Echo Team · Joy Future Academy, JD · June 2026 · CC BY 4.0

Echo-Memory
A Controlled Study of Memory in Action World Models

When the camera leaves and returns, which memory keeps the same world instead of a plausible but different scene?

Controlled memory ablations on a shared Wan action-to-video stack — reproducible rows, evaluation scripts, and qualitative revisit panels.

Authors & affiliations

Wayne King, Zeyue Xue, Yuxuan Bian, Jie Huang, Haoran Li, Yaowei Li, Yaofeng Su, Yuming Li, Haoyu Wang, Shiyi Zhang, Songchun Zhang, Yuwei Niu, Sihan Xu, Junhao Zhuang, Haoyang Huang, Nan Duan

HKU · Joy Future Academy, JD · CUHK · PKU · Fudan · Tsinghua · HKUST · UMich

01 · Overview

One backbone, one protocol — only memory changes.

Echo-Memory holds the video backbone, training recipe, and data protocol fixed, and swaps only the memory module. The goal is to separate replay fidelity from return memory when the camera leaves and comes back to the same place.
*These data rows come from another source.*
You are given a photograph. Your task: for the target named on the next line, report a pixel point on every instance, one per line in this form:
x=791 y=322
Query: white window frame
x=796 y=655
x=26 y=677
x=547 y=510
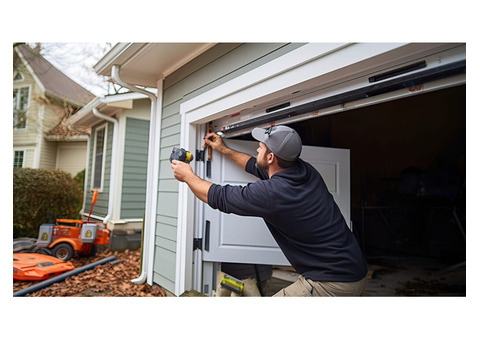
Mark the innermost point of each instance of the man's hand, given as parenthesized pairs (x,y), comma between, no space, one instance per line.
(184,173)
(215,141)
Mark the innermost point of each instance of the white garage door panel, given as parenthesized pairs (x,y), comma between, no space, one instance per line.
(242,239)
(233,236)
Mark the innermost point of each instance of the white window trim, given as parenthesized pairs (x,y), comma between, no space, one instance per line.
(21,76)
(92,170)
(24,155)
(28,106)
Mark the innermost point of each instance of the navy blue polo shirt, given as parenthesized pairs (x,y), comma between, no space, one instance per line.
(302,217)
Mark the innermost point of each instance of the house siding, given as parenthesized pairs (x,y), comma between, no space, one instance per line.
(71,156)
(101,207)
(135,168)
(216,66)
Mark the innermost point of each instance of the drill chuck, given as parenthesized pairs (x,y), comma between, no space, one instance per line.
(181,154)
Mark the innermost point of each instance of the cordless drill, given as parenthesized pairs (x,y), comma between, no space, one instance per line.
(181,154)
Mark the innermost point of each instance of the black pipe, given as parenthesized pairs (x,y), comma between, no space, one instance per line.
(61,277)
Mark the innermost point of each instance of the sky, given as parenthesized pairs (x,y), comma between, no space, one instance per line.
(76,60)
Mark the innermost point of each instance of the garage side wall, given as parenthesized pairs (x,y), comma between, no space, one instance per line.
(216,66)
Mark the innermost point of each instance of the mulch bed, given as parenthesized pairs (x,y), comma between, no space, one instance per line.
(110,279)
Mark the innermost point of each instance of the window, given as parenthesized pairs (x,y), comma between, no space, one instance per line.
(18,76)
(99,157)
(20,107)
(18,159)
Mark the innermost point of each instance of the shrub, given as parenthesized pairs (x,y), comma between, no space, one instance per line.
(41,196)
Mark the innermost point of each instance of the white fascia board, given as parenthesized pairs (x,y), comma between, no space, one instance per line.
(87,109)
(97,102)
(111,56)
(30,70)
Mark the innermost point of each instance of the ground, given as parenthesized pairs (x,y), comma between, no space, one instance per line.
(110,279)
(388,276)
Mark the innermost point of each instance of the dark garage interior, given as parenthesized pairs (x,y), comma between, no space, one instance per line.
(408,168)
(408,181)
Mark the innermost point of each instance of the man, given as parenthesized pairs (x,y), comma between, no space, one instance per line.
(297,208)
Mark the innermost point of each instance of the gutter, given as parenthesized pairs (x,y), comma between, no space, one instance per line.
(113,161)
(152,168)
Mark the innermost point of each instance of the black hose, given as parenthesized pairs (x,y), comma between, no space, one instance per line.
(61,277)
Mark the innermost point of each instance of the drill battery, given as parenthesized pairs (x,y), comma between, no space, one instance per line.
(181,154)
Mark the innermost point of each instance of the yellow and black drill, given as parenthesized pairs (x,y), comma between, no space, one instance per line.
(181,154)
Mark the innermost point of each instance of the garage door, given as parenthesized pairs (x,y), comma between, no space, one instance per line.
(232,238)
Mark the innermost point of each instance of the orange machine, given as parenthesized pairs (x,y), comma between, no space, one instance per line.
(36,267)
(67,236)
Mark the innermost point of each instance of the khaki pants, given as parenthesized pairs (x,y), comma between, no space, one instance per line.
(307,287)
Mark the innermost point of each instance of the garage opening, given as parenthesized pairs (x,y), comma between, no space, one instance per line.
(408,175)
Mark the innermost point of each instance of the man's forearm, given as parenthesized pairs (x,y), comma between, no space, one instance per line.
(199,187)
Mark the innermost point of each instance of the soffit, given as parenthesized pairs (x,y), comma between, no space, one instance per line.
(144,64)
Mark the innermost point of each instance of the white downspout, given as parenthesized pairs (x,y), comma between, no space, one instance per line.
(112,162)
(152,166)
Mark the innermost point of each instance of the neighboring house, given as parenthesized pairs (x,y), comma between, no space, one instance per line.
(394,105)
(116,157)
(43,98)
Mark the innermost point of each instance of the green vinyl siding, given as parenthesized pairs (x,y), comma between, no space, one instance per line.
(221,63)
(135,168)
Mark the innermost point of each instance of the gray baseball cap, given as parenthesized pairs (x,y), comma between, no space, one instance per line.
(284,142)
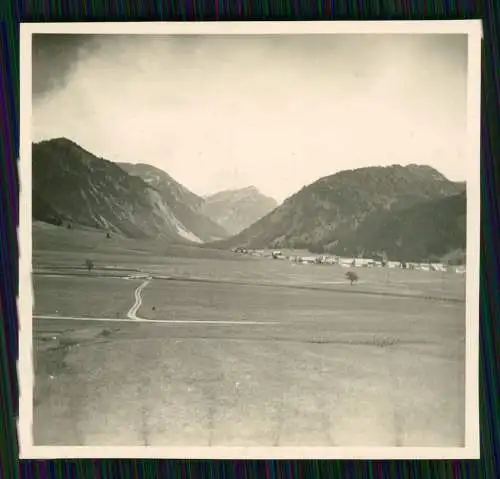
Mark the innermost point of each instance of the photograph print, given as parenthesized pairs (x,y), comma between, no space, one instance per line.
(256,240)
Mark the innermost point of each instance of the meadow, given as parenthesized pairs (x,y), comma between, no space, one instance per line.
(231,350)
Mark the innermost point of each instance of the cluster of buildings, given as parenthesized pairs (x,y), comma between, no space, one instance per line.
(352,262)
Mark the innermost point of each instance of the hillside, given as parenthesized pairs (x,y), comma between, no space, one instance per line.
(424,232)
(73,186)
(327,213)
(236,210)
(185,205)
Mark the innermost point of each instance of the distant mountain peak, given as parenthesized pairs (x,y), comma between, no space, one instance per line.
(329,211)
(237,209)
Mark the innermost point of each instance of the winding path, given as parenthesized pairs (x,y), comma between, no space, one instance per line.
(138,300)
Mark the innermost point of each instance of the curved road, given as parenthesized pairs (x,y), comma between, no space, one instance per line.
(371,372)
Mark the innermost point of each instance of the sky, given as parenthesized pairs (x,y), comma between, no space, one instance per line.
(276,112)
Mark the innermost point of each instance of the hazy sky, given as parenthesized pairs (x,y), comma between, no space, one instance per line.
(277,112)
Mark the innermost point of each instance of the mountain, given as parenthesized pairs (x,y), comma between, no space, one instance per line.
(236,210)
(424,232)
(72,186)
(326,214)
(185,205)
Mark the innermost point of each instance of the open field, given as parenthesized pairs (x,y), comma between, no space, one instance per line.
(253,352)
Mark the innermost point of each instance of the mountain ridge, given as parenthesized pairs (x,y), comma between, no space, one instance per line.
(237,209)
(328,211)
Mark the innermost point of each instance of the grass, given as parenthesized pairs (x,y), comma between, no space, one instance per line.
(86,296)
(337,369)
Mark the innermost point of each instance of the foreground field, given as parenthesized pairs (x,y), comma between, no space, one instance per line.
(237,352)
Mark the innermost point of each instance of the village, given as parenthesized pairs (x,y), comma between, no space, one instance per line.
(351,262)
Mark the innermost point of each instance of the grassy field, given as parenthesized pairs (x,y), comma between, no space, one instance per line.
(329,364)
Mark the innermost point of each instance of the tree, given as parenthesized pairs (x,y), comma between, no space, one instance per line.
(352,277)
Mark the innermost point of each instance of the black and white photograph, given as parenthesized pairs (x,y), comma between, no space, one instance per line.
(250,239)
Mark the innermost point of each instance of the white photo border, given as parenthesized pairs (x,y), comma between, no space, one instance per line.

  • Shared stack — chunk-wise action-conditioned world generation on Wan.
  • Controlled variable — Context, Compression, Spatial, or State-Space memory.
  • Three probes — replay metrics, in-domain 180° loop, open-domain edited return.
  • Release — ablation scripts, GT replay, revisit assets, and paper-aligned figures.
Echo-Memory framework overview
Controlled memory study over chunk-wise action-world generation. Click to expand

02 · Memory Design

Context · Compression · Spatial · State-Space

All variants plug into the same write–read interface; we only change what is stored and how history is retrieved. A no-memory I2V floor re-generates from the first frame as a lower bound.

Context

Raw recent frames at K = 1, 5, or 20 chunks — tests whether longer windows alone stop drift.

Compression

Learned compact tokens at ratio r = 4 — history without growing raw-frame storage.

Spatial

Explicit spatial read/write state — targets layout, object pose, and viewpoint carry.

State-Space

Block-wise SSM updates — recurrent carry beyond short context windows on revisit.

Memory design matrix
Four memory families under a shared write–read interface. Click to expand

03 · Checkpoints

Paper baselines on Hugging Face

Wan 2.1 1.3B memory rows — epoch-0, 30,000 steps, static in-domain pool. All weights: Echo-Team/Echo-Memory

Family Paper row HF path Steps
Raw contextContext K=1context_k1/epoch-0.safetensors30,000
Raw contextContext K=20context_k20/epoch-0.safetensors30,000
SpatialSpatial Memoryspatial_mem/epoch-0.safetensors30,000
State-spaceBlock-wise SSMblock_wise_ssm_two_chunk/epoch-0.safetensors30,000
State-spaceLegacy Hybridvideossm_hybrid/epoch-0.safetensors30,000
Spatialconcat text (abl.)spatial_concat_text_two_chunk/epoch-0.safetensors30,000
Spatialinject none (abl.)spatial_inject_none_two_chunk/epoch-0.safetensors30,000
Spatialcross-attn t32 (abl.)spatial_cross_attn_readout_t32_g4_two_chunk/epoch-0.safetensors30,000
State-spaceSSM ctx1/e4/h21ssm_ablation_ctx1_every4_hint21/epoch-0.safetensors30,000
State-spaceSSM ctx5/e1/h21ssm_ablation_ctx5_every1_hint21/epoch-0.safetensors30,000
State-spaceSSM ctx5/e4/h81ssm_ablation_ctx5_every4_hint81/epoch-0.safetensors30,000

Download

huggingface-cli download Echo-Team/Echo-Memory spatial_mem/epoch-0.safetensors --local-dir ./ckpts

In-domain eval (Echo-Memory repo)

export WAN_BASE_MODEL=/path/to/Wan2.1-T2V-1.3B
export DATASET_BASE_PATH=data/Context-as-Memory-Dataset
export CKPT=./ckpts/spatial_mem/epoch-0.safetensors
bash eval/v2/run_static_consistency_loop_and_revisit.sh

Keep the row folder in CKPTenv/memory_baseline_runtime.py infers memory flags from the path. Full index: doc/checkpoints.md.

04 · Evaluation

Replay · In-domain revisit · Open-domain return

Each branch asks a different question: Can the model reconstruct the past? Can it close a loop in-domain? After an edited first frame, does it return to the same world?

Replay

PSNR, SSIM, LPIPS on chunk-wise reconstruction — measures short-horizon pixel fidelity.

In-domain

180° trajectory loop closure with VLM-assisted scoring on held layouts.

Open-domain

Edited first frames and 45° return probes — stresses object identity and scene persistence.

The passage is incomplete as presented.